A beginner-friendly sequence
When I am stuck, I come back to this order:
- Confirm cluster and namespace.
kubectl get deploy,rs,pod,svc -n <namespace>.- Check rollout status for Deployments.
- Describe the failing Pod.
- Read Events before changing anything.
- Read logs, including
--previousfor restarts. - Check Service endpoints if traffic does not arrive.
- Check probes, config references, image pull status, and resource limits.

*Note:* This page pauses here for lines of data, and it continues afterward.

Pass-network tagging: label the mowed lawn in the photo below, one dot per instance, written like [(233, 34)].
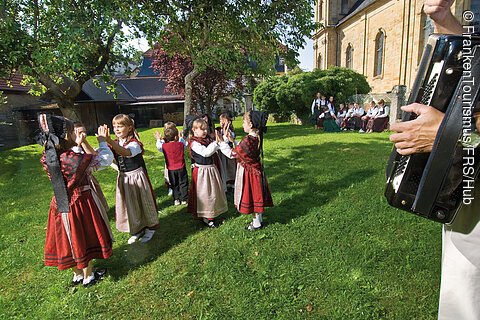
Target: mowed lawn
[(332, 248)]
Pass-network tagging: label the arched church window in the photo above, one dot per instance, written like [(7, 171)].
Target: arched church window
[(379, 53)]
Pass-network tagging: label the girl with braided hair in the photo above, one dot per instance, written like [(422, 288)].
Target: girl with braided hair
[(135, 206), (206, 197)]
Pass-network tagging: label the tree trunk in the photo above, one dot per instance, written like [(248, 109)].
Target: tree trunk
[(69, 110), (189, 107)]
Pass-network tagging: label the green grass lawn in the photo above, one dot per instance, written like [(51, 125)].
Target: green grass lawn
[(332, 247)]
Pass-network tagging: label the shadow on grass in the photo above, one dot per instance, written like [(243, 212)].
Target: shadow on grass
[(173, 229), (296, 196)]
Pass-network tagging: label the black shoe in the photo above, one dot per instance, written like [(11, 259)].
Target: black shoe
[(250, 227), (210, 223), (76, 282), (97, 276)]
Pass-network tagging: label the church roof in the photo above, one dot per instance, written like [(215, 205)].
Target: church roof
[(357, 7)]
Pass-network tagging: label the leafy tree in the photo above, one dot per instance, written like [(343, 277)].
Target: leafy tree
[(209, 86), (295, 93), (59, 45), (236, 37), (265, 93)]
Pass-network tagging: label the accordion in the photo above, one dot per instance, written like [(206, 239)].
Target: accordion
[(434, 185)]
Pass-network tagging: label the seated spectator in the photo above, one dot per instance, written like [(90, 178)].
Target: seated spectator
[(316, 109), (331, 104), (371, 113), (328, 120), (379, 122), (323, 107), (354, 116)]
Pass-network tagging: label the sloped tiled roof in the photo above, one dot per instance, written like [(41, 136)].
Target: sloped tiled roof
[(13, 84), (148, 89), (357, 7), (129, 90), (146, 69), (90, 92)]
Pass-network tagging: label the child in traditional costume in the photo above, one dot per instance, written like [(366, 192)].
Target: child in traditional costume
[(228, 166), (135, 207), (78, 229), (174, 151), (252, 194), (80, 130), (167, 125), (206, 199)]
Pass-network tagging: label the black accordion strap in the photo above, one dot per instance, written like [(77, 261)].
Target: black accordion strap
[(441, 157)]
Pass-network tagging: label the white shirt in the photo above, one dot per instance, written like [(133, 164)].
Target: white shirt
[(133, 146), (204, 151)]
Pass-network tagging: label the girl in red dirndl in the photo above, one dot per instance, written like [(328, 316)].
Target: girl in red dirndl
[(78, 229), (252, 194)]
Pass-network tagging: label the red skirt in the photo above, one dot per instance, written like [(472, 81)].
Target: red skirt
[(252, 193), (79, 236)]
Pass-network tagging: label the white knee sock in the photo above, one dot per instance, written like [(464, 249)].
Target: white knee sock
[(257, 220)]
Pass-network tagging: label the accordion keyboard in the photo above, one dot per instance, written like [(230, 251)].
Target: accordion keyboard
[(426, 98)]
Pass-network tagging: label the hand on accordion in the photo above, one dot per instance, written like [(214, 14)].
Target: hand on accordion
[(417, 135)]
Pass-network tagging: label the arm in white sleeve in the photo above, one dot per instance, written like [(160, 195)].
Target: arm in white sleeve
[(182, 140), (134, 148), (205, 151), (226, 150), (104, 158)]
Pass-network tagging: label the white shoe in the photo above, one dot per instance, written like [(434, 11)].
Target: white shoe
[(147, 236), (134, 238)]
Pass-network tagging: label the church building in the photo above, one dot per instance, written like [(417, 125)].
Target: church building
[(381, 39)]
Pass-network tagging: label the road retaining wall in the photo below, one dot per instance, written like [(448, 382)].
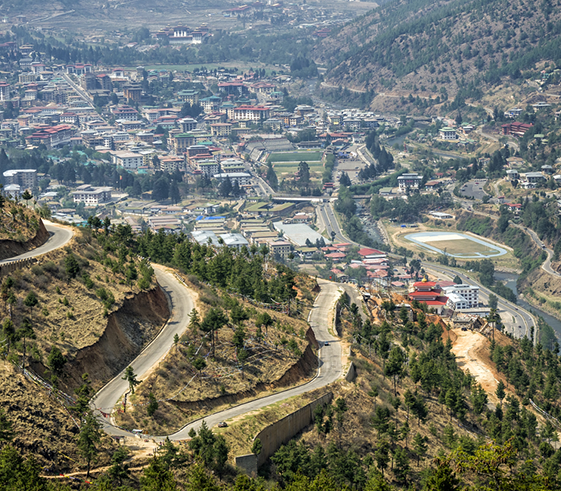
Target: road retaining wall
[(7, 268), (281, 432)]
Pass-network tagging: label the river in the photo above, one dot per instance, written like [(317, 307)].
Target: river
[(510, 281)]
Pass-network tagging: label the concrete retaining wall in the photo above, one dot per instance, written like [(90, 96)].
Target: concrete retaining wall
[(351, 373), (281, 432), (7, 268)]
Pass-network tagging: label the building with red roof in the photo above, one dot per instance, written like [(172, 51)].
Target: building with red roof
[(370, 252), (429, 293)]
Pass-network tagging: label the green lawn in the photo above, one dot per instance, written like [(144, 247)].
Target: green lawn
[(312, 156)]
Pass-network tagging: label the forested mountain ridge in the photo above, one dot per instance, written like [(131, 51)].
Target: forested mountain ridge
[(441, 47)]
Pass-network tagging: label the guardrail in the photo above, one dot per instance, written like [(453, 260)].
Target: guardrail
[(9, 267)]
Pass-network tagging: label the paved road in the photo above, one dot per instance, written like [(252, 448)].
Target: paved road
[(59, 236), (522, 317), (330, 360), (327, 216), (181, 305), (474, 189)]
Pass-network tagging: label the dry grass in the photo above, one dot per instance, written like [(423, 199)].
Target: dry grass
[(222, 382), (68, 315), (17, 222)]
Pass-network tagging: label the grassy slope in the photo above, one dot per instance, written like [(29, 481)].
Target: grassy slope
[(221, 383), (435, 44)]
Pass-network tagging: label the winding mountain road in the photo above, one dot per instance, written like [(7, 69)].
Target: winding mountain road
[(329, 371), (181, 304), (59, 237)]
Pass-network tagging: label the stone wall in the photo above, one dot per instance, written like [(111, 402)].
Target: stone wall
[(281, 432)]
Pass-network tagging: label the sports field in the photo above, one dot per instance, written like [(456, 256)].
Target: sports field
[(456, 245)]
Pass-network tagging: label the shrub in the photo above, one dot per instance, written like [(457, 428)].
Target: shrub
[(88, 281)]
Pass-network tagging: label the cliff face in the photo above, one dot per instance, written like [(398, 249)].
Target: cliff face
[(128, 331), (11, 248), (295, 375)]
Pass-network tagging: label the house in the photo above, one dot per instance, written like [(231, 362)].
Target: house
[(91, 196), (234, 241), (209, 168), (429, 293), (512, 174), (534, 177), (52, 136), (448, 133), (281, 248), (409, 181), (516, 128), (26, 178), (182, 141), (514, 207), (221, 129), (250, 113), (126, 113), (242, 178), (469, 294), (128, 160)]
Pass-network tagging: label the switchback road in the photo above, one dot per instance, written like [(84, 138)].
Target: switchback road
[(59, 237), (330, 358)]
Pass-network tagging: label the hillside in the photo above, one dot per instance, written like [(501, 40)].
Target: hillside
[(257, 351), (112, 14), (440, 49), (21, 229)]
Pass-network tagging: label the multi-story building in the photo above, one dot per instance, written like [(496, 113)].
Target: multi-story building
[(181, 142), (409, 181), (534, 177), (127, 160), (171, 164), (191, 96), (211, 104), (469, 294), (132, 92), (25, 178), (242, 178), (125, 112), (220, 129), (281, 248), (52, 136), (91, 196), (209, 169), (4, 91), (187, 124), (448, 133), (429, 293), (249, 113)]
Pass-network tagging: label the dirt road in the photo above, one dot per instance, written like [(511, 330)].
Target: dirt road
[(472, 354)]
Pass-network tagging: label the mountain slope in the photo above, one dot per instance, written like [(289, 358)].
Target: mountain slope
[(408, 43)]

- Change one thing, then observe.
That last point is not motivational. It is practical. If you change image tag, probe path, resource limits, and Service selector at the same time, you may fix the problem and learn nothing. Worse, you may introduce the next problem while hiding the first one.
Kubernetes debugging gets easier when you stop treating the cluster as a black box. It is more like a system that keeps filing reports. The reports are verbose, sometimes awkward, and not always in the order you want. But for beginner workload issues, they are usually enough to move from panic to a sensible next command.